SEN. JOHN WARNER: General Powell, the Secretary of State-designee, once stated that we should always execute the decisive results and be prepared to commit, "the force needed to achieve the political objective."
DONALD RUMSFELD: All of us in that team have opinions and all of us have opined on this subject, publicly and privately, from time to time, including the President- elect. But the elements that come back from time to time are, "is what you think you want to do actually achievable? It may be meritorious, it may need to be done, but if you can't really do it, oughtn't you maybe not to try?" And that's a tough one to evaluate. In no case is it a cookie mold you can press down and say, "there's the answer." Each of these are subjective and difficult. The second that comes to mind is resources. Do you have the resources? You might be able to do it, but if you're spread all over the world and you simply don't have the capabilities at that given moment, then you've got to face up to the truth, and that is that you can't do everything.
KWAME HOLMAN: As a case in point, Arizona Republican John McCain brought up the military buildup to fight the drug war in Colombia.
SEN. JOHN McCAIN: Recently the United States made a very significant investment in the problems in Colombia; largely, not totally, but largely unnoticed by Americans and their representatives. I take it from your answer that I have less-than-well-informed personal views which I'd prefer to discuss with the appropriate officials before taking a public position; is that you haven't paid as much attention to it as maybe other issues, as well?

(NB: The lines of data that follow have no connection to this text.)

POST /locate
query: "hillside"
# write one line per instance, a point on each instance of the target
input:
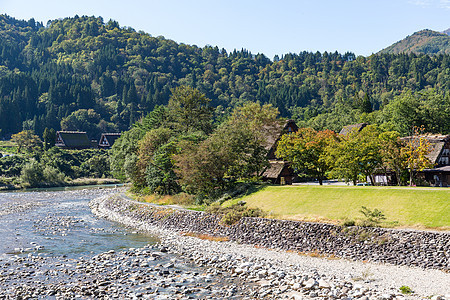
(83, 73)
(422, 42)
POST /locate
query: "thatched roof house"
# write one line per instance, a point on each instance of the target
(278, 171)
(72, 140)
(439, 156)
(107, 140)
(274, 133)
(354, 127)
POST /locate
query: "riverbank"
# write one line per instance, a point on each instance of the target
(275, 273)
(409, 207)
(54, 248)
(74, 183)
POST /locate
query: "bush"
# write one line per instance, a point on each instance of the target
(373, 217)
(234, 213)
(52, 176)
(348, 223)
(404, 289)
(32, 174)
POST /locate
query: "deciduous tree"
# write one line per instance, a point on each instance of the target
(307, 151)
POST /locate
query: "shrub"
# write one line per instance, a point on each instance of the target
(234, 213)
(53, 176)
(32, 174)
(373, 217)
(348, 223)
(404, 289)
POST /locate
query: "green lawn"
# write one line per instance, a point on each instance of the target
(411, 207)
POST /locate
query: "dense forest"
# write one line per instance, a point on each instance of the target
(83, 73)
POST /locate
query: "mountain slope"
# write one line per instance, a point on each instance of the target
(422, 42)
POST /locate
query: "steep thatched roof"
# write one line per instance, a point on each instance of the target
(273, 171)
(437, 143)
(108, 139)
(72, 139)
(355, 127)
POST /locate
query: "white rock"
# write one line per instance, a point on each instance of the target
(310, 283)
(323, 284)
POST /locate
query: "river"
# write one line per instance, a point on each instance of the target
(53, 247)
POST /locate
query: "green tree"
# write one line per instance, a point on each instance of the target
(49, 137)
(416, 149)
(357, 153)
(160, 174)
(393, 158)
(189, 110)
(26, 140)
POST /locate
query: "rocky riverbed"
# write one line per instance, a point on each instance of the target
(278, 274)
(180, 265)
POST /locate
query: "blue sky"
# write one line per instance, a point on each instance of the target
(270, 27)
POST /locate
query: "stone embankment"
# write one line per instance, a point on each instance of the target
(285, 274)
(399, 247)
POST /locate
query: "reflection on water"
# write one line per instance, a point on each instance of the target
(60, 223)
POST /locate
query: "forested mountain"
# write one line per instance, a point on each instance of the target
(422, 42)
(83, 73)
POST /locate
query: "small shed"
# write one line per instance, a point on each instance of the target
(438, 176)
(72, 140)
(279, 172)
(107, 140)
(273, 135)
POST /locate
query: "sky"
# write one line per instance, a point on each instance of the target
(269, 27)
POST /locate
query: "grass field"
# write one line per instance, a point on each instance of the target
(410, 207)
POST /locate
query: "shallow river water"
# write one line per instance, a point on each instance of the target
(53, 247)
(56, 222)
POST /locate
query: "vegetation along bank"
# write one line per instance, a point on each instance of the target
(397, 247)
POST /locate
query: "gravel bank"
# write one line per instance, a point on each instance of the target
(281, 274)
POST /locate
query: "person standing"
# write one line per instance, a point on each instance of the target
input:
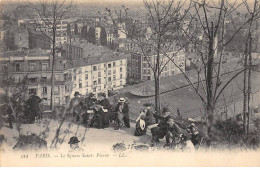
(32, 107)
(75, 106)
(97, 120)
(122, 110)
(74, 144)
(107, 109)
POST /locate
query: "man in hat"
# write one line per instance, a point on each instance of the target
(75, 105)
(32, 107)
(195, 136)
(161, 130)
(97, 120)
(106, 105)
(173, 130)
(122, 110)
(90, 100)
(74, 144)
(7, 111)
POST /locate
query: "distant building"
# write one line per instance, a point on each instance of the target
(95, 68)
(37, 67)
(38, 40)
(139, 69)
(21, 39)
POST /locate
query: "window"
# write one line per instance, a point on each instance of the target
(80, 78)
(44, 90)
(80, 70)
(57, 100)
(32, 91)
(44, 79)
(4, 67)
(44, 66)
(32, 66)
(17, 67)
(56, 90)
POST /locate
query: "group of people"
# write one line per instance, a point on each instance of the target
(98, 112)
(166, 127)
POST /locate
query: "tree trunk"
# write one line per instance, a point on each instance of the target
(53, 68)
(249, 81)
(209, 77)
(245, 89)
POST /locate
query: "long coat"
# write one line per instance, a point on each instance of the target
(106, 105)
(125, 111)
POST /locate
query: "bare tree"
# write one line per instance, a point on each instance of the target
(207, 33)
(163, 18)
(250, 47)
(47, 16)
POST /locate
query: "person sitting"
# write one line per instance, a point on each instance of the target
(74, 144)
(122, 112)
(106, 108)
(173, 131)
(141, 127)
(88, 104)
(144, 120)
(97, 120)
(32, 107)
(195, 136)
(76, 106)
(159, 130)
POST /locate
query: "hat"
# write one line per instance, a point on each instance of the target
(167, 114)
(148, 104)
(73, 140)
(76, 93)
(103, 94)
(98, 102)
(191, 120)
(170, 120)
(122, 99)
(91, 94)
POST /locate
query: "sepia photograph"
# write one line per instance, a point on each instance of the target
(129, 83)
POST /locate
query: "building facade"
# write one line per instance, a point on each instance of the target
(139, 66)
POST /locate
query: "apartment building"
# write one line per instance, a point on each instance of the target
(99, 74)
(139, 66)
(36, 66)
(95, 68)
(61, 29)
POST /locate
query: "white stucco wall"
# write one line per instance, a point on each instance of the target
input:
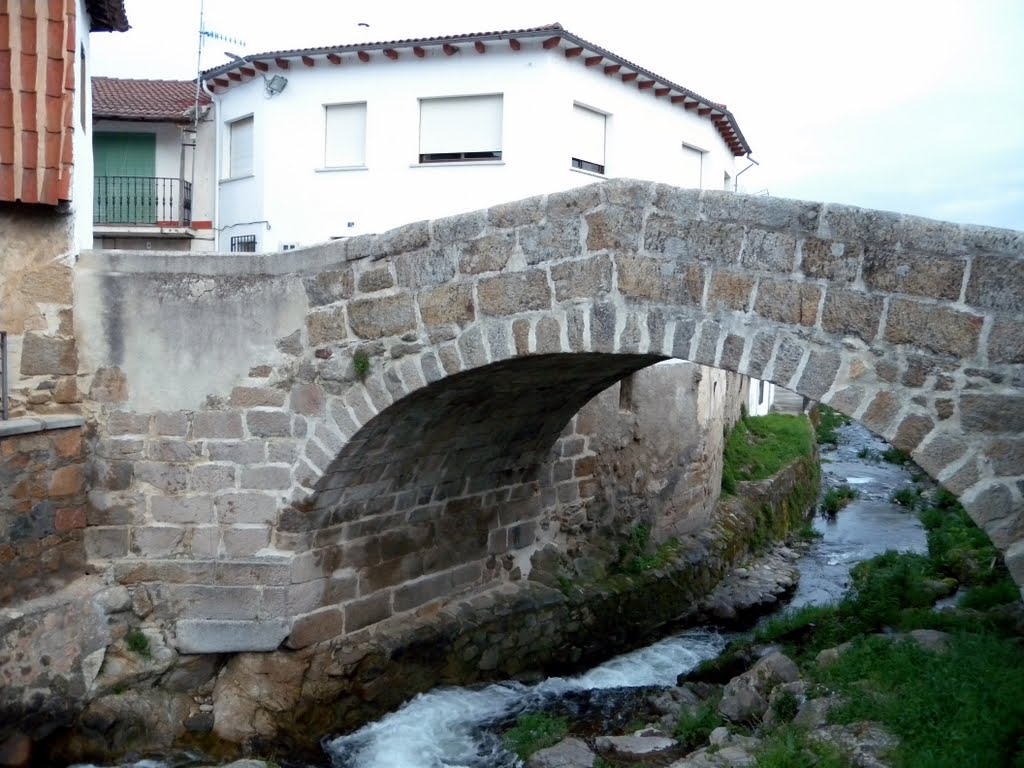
(81, 181)
(294, 200)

DONALD RUMSFELD: That could be true. I haven't. I have not been to the country in years, and I know only basically what I know from the press, and...
SEN. JOHN McCAIN: You know that we've just invested about $1.3 billion in the last appropriations cycle?
DONALD RUMSFELD: That's my understanding.
SEN. JOHN McCAIN: And we're upgrading a base in Ecuador, which I found out-- perhaps I shouldn't admit this-- by looking at a newspaper.
DONALD RUMSFELD: I didn't know that.
SEN. JOHN McCAIN: There's a lot of things going on in Colombia, Mr. Secretary, and I hate to harken back to other conflicts, but I hope you'll get very well aware of this situation, what we're doing, what the involvement of U.S. military personnel is in the area, and what kind of investment, but more importantly, what goals we seek here -- because very frankly, I don't know the answer to those questions yet, and I think that at least those of us who sit on this committee should be much better informed, and I hope that the committee will start looking at this situation from an armed forces standpoint very quickly.
DONALD RUMSFELD: I will certainly invest the time needed to do that.
KWAME HOLMAN: McCain's wasn't the only question Rumsfeld wasn't yet prepared to answer. Democrat Robert Byrd of West Virginia complained about the current state of the Pentagon's financial books-- that it doesn't know how much it spends and how much things cost.
SEN. ROBERT BYRD: How can we seriously consider a $50 billion increase in the defense budget when DOD's own auditors, when DOD's own auditors say that the Department cannot account for $2.3 trillion in transactions in one year alone? My question to you, Mr. Secretary, is what do you plan to do about this?
DONALD RUMSFELD: Decline the nomination. (Laughter)
KWAME HOLMAN: Rumsfeld did admit the problem could take a number of years to sort out. Meanwhile, the full Senate is scheduled to meet within hours of George W. Bush's swearing-in on January 20. Donald Rumsfeld will be among several cabinet nominees expected to receive overwhelming Senate approval at that time.